Yesterday at around 1:30 in the afternoon
aatish2 and I became homeowners. We now own a condominium in a three family building in Somerville. The unit below us is now owned by the incomparable
coraline and
nacht_musik, the unit above by the marvelous
beah and
mrf_arch. We are next door to
aerynne and
ert and small R. The house is a 15 min. walk to Porter Square, a 20 min. walk to Davis, less than 5 min. from Arts at the Armory. The house was bought by a developer last year, gutted, and refurbished. Basically the only parts of the original building that remain are the foundation, the outside walls, and the back staircase. The only thing we are having done before moving in is painting, because we are excited to be able to put colors on our walls.
miss_chance has been helping us figure out the paint colors and I can confidently say that the place is going to be even more stunning when we are done.
In short, it seems possible that I have died and gone to heaven.
I haven't been writing about this process as it happened because it was, perhaps unsurprisingly, completely crazy making and insane much of the time, and I was too exhausted by the process of surviving it to want to chronicle the journey. I have been told on good authority that it is always difficult to buy a house. That process is much more complicated when you have six adults trying to decide what they have to have, what they can live without, and what they feel comfortable doing with a large chunk of their life savings. The fact that we have gotten to the end of this process and we all still like each other and are excited to live together speaks volumes for the emotional maturity and problem solving skills of everyone involved. In fact, almost no part of this process went smoothly with the exception of the communication we had amongst ourselves.
Because this house is a joint endeavor there are ways in which the purchase of it means something more, or at least something different, then such a thing normally would -- and I think everybody recognizes that buying a house is a big deal no matter who you are and what your circumstances are. Although we all have separate spaces in the house there is also a large finished room in the basement that, while technically belonging to the first floor unit, is going to be used as shared common space. It will contain, eventually, a futon for guests, craft supplies, board games, comfy couches, a screen and a projector for movie nights, toys for small people, and many many books.
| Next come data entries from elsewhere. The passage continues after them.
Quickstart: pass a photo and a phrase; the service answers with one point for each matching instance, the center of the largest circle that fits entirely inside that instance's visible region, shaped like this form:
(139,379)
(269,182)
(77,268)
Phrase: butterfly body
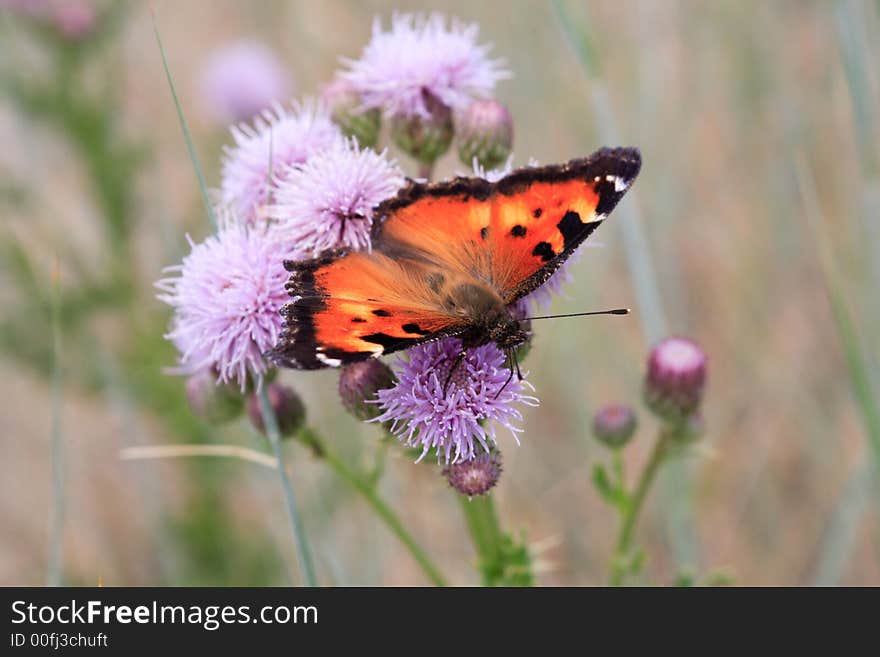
(448,259)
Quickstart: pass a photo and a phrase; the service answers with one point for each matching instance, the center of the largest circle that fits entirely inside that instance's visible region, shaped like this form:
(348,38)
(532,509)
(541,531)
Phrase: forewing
(348,307)
(540,216)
We are all committed to making this, in the best case scenario, our forever home. We are committing to supporting each other through sickness and health, to cooking together regularly, to caring for children together. (This last is not an abstract idea, since
beah is pregnant and due to give birth sometime around the beginning of July.) In short, we are committed to becoming even more like family to each other than we already are. This move, then, carries with it both a lot of the terror and the joy that I felt when Aatish and I got married, though the register and scale of those emotions is somewhat different.
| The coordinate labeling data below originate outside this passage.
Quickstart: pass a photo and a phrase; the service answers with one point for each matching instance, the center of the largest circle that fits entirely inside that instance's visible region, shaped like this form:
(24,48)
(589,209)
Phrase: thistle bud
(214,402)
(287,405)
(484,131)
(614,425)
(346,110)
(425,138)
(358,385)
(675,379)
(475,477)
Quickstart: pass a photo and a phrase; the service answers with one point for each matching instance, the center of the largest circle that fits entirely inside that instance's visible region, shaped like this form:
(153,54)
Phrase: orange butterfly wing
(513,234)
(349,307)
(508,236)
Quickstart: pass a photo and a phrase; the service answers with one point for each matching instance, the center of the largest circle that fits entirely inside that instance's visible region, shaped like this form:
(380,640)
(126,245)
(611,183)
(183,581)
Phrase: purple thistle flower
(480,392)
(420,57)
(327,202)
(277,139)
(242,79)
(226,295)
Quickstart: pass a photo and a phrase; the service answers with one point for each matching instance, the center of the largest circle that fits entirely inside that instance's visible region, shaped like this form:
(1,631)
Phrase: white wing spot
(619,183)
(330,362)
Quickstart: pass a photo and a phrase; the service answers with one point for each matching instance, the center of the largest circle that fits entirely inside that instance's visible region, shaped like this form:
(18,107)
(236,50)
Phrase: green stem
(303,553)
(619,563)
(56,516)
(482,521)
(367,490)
We will all start to trickle in to the house over the next few weeks--
mrf_arch and
beah move this coming Tuesday, Tish and I the week after that,
coraline and
nacht_musik follow on May 30th. I still have a lot of packing to do, a lot of cleaning, and a lot of thinking about what this transition means to me. I am thrilled and relieved and also really, truly, deeply ready to be done with the move and not surrounded by boxes anymore. I think, though, that the worst of this is behind us and that the possibilities for awesomeness are unfurling before us, limitless as the horizon.